- Recently, almost unprecedented changes or proposals for change have been made to the laws governing coal mining and coal seam gas activities in NSW. Land access arbitration arrangements are of particular importance to rural landholders
- The Walker Report has made 32 recommendations to improve the arbitration land access framework. In August, the government confirmed its intention to implement 31 of the 32 recommendations
- The chief scientist’s report released in September concluded that “there are no guarantees” and that it is “inevitable that the coal seam gas industry will have unintended consequences including … natural disasters”
- The implications of that conclusion for the laws of tort with respect to private (and potentially public) nuisance and negligence with respect to damages claims by landholders appear cause for concern. The implications may also extend to applications for injunctive relief against such impacts
The past 18 months have seen almost unprecedented legislative and regulatory change – and proposals for legislative change – with respect to the laws governing coal mining activities and coal seam gas (CSG). The proposed changes to land access arrangements have drawn particular attention because of their impact on rural landholders.
The Walker Report
In response to the complaints of rural landholders, and members of the NSW Law Society and Bar Association, on 15 April the government commissioned Bret Walker SC to review the land access arbitration process relating to exploration under the Mining Act (1992) and the Petroleum (Onshore) Act (1991) (the Acts). Walker SC’s subsequent report, entitled ‘Examination of the land access arbitration framework’, made 32 recommendations to improve the arbitration land access framework.
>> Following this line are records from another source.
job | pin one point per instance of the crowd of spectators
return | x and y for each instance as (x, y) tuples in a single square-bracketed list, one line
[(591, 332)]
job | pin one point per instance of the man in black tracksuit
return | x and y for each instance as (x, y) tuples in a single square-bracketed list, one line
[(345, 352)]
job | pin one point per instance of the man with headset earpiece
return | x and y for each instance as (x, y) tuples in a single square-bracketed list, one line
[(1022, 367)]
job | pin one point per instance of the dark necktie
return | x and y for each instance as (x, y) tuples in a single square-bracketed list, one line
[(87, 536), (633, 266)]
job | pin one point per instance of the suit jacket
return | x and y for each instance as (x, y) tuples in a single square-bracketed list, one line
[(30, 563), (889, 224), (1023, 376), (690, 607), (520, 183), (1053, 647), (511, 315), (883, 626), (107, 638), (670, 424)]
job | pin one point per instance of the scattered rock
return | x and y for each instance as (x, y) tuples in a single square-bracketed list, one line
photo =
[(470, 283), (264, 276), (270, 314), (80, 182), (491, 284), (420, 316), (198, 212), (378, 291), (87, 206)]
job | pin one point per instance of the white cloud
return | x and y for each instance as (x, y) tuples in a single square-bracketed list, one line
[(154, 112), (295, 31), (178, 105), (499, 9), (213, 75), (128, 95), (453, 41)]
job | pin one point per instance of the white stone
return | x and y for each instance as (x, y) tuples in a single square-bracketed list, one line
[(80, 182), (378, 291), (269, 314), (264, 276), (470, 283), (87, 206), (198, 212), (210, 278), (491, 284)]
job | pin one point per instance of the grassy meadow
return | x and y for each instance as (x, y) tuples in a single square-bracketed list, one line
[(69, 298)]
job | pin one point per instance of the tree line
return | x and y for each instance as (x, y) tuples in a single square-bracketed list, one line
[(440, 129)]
In August, the government confirmed its intention to implement 31 of Mr Walker SC’s recommendations, and further consider his 32nd, that went beyond his terms of reference. Disappointingly, the recommendations which required legislative amendment will not be introduced to the Parliament until 2015.
Mr Walker SC’s recommendations fall within five broad topics:
- Qualifications for, and terms of appointment of, arbitrators (recommendations 1-11);
- Procedures and legal representation at mediation and arbitration (recommendations 12 – 18);
- “Significant improvements” (recommendations 19-24);
- Compensation (recommendations 25-28); and
- Appeals (29 – 31).
Recommendation 32 included consideration of ‘landholders accessing security deposits or the creation of a landholder rehabilitation fund in the event of an explorer causing damage’.
This is an important issue for landholders, and is submitted to be consistent with the September 2014 report into CSG of the chief scientist.